We produce great writers, but on the whole, we’re not good readers. And today our schoolchildren’s reading scores reflect that reality.
Our legacy of entrenched poverty, a byproduct of a feudal economic system that for most of our state’s history discouraged both educational achievement and personal initiative, haunts efforts to improve our literacy. Yet nothing is more important in overcoming that legacy than improving the reading comprehension skills of our children – and of the adults who fell through the cracks early in life and still struggle with a literacy handicap.
When Daily Journal education reporter Chris Kieffer first envisioned the project we’re calling “The State of Our Schools,” he saw it as focused on the whole question of literacy, broadly defined. We branched out as it became clear that while the ability to read and to understand what is read is the foundation for all learning, so many factors come into play in affecting that ability. We decided our year-long education series should be a broader examination of those factors and historical realities.
But no monthly installment of “The State of Our Schools” will be as expansive as the one on literacy that we begin today. That’s because improved literacy is so basic to any hope of educational advancement in Mississippi.
Today’s story is an overview that looks at where we are in Mississippi, which is what we’re trying to do in this series that began in December: provide an honest assessment of where our state stands in educating its children. Only in clearly acknowledging our weaknesses can we begin the long process of overcoming them.
There will be four additional days of stories, with this installment of “The State of Our Schools” concluding Thursday.
Efforts to improve reading in Mississippi schools are nothing new. Yet none of them have been sustained over time, and nothing has moved the needle on a large scale.
Monday we’ll examine small-scale but encouraging successes in the Mississippi Delta and other poor and underperforming areas. We’ll also look back at a program funded by this newspaper that made a huge difference four decades ago in Lee County schools but that couldn’t replicate that success when it went statewide and veered from its original course.
On Tuesday, we’ll see how teachers teach reading is changing and what the Legislature and governor are poised to do to require reading at grade level before third and seventh graders are promoted.
Wednesday’s stories will examine a harsh reality of our literacy and educational underachievement problem: crime and incarceration. Mississippi Corrections Commissioner Chris Epps gives us a candid assessment of the role that low levels of literacy play in filling our prisons, and we’ll visit with former inmates who got their lives back on track by returning to school.

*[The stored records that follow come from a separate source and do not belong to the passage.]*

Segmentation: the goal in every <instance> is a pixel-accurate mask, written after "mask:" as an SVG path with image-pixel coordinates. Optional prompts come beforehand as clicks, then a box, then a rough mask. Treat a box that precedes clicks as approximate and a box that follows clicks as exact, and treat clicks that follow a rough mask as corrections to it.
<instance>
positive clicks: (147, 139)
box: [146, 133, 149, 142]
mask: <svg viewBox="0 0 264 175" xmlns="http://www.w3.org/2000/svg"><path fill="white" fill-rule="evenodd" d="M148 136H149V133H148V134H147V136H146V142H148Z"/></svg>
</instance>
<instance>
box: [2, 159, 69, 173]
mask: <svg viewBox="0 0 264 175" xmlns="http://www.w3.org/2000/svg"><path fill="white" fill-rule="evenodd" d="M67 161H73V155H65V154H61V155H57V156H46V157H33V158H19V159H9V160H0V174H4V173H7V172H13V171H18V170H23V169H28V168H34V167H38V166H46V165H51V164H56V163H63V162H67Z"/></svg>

Thursday we’ll look at adults who never went to prison but who struggled through life without the literacy skills they needed, and who are now giving it another go.
As with other portions of this series, we don’t suggest we’ve got all the answers, and no one we’ve interviewed claims there are any easy solutions. But elevating awareness is a necessary step to committing, for the long haul, to finding what can work and then sticking with it.
We haven’t done that yet in Mississippi. It’s time.